Emilio Roig de Leuchsenring, verdadero maestro de nuestra historia.

Por: Ms.C Angel Taboada Salmerón.

Emilio Roig de Leuchsenring  deviene en paradigma de historiadores y comunicadores sin distinción de épocas. Revolucionario raigal – aunque no militó en partido alguno-, al que debemos  una vasta obra historiográfica y periodística, su orientación ética le llevó a militar siempre en el grupo de vanguardia de la sociedad, al servicio de las más nobles y humanas causas.

Desde su juventud fue un hombre de ideas de izquierda, como lo demuestra su amistad con Julio Antonio Mella y Rubén Martínez Villena, su estrecha  colaboración con la Falange de Acción Cubana y el Grupo Minorista, del cual fue considerado «mentor espiritual», así como su valiente y abierta oposición a la dictadura machadista.

Nacido en la Habana el 23 de agosto de 1889, a los 16 años escribe su primer trabajo periodístico, “Impresiones de viaje”. En 1912 gana un concurso humorístico, con una pieza antológica: ¿Se puede vivir en La habana sin un centavo? Ese año marca su iniciación formalmente en la labor periodística que nunca abandonará.

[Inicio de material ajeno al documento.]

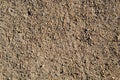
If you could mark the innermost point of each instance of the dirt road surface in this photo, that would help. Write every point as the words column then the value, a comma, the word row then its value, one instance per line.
column 59, row 39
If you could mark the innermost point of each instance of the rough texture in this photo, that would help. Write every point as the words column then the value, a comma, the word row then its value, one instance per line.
column 59, row 39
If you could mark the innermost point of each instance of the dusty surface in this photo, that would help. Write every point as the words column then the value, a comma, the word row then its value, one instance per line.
column 59, row 39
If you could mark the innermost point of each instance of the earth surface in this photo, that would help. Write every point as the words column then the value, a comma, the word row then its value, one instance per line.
column 59, row 39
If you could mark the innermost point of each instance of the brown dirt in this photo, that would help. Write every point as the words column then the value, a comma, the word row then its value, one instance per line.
column 59, row 39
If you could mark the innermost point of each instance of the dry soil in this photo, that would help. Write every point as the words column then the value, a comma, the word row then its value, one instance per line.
column 59, row 39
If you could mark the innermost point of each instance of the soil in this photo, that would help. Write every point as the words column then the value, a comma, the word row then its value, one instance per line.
column 59, row 39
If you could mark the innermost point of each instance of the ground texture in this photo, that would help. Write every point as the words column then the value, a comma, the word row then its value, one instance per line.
column 59, row 39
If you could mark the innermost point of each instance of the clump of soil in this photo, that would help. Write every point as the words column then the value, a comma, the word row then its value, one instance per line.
column 59, row 40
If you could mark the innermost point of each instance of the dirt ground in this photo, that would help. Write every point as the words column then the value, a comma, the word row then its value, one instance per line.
column 59, row 39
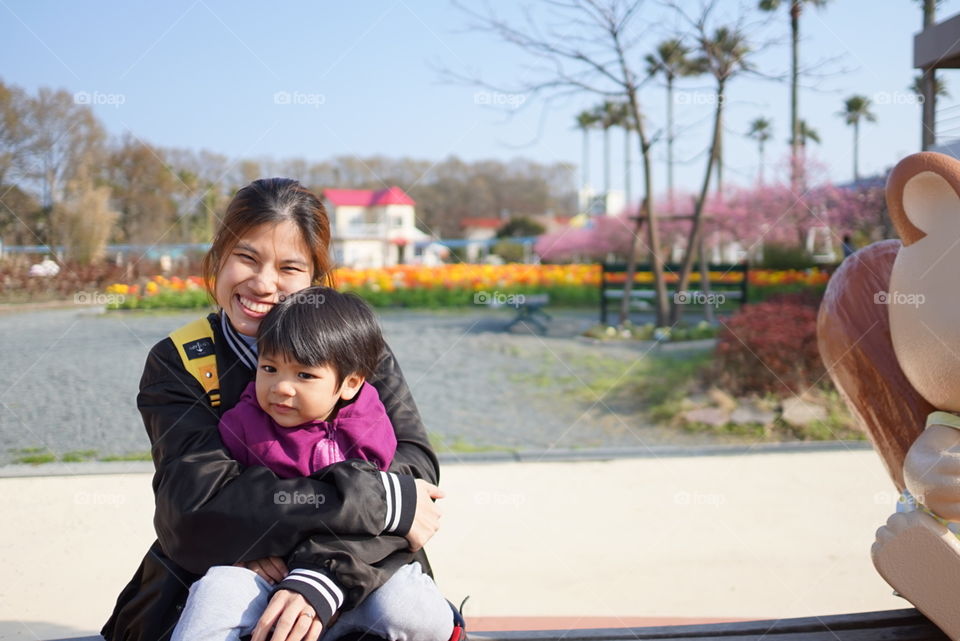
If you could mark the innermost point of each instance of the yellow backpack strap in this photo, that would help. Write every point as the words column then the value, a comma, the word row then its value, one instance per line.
column 194, row 343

Entre 1927 y 1935 fue comisionado intermunicipal de La Habana, salvo durante el período de 1931 a 1933, en que la dictadura de Gerardo Machado ocupó el municipio. En 1935 le designan Historiador de La Habana. En 1939 ―al final de la Guerra Civil Española (1936-1939) ― fue miembro de la Liga Antifascista a Favor de la República Española.

La causa del antimperialismo fue siempre uno de sus grandes temas como historiador y hombre público. En su obra historiográfica destacan entre otros títulos relevantes “El internacionalismo antimperialista en la obra político revolucionaria de José Martí” (1935) y “Cuba no debe su independencia a los Estados Unidos” (1950), textos imprescindibles para un estudio cabal de la ideología de la Revolución Cubana.

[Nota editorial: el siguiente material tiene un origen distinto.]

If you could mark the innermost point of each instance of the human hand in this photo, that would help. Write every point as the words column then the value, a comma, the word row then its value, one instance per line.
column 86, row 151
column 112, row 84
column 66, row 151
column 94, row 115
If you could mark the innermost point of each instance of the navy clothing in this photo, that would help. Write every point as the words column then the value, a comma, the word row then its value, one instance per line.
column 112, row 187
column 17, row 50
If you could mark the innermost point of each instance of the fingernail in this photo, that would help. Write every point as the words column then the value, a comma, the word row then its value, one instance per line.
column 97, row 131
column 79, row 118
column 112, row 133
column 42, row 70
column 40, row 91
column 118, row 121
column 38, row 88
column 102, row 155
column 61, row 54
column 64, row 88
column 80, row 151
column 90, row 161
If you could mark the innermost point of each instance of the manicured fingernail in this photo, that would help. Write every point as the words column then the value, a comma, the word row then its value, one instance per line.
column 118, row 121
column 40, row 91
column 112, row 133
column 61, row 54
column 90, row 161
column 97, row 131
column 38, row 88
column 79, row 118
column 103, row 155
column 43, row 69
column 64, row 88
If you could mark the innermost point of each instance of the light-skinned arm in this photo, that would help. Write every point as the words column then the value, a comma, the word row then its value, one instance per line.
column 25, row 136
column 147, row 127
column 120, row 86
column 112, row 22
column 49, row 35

La absoluta identificación de Roig con la Revolución Cubana de 1959, expresión de una vida consagrada a luchar por los principales valores de nuestra historia y de nuestra identidad como nación, y su defensa frente a los intereses imperiales de Estados Unidos; quedaron sintetizadas en palabras pronunciadas por el  Comandante en Jefe Fidel Castro, el 15 de enero de 1960,  cuando afirmó:

“Y aquí a nuestro lado está un verdadero maestro de nuestra historia, Roig de Leuchsenring, que ha escrito la historia de los esfuerzos de nuestra nación durante más de un siglo por ser una nación libre, por ser una nación soberana.”

En su honor se instituyó el Día del Historiador Cubano, que se celebra cada primero de julio.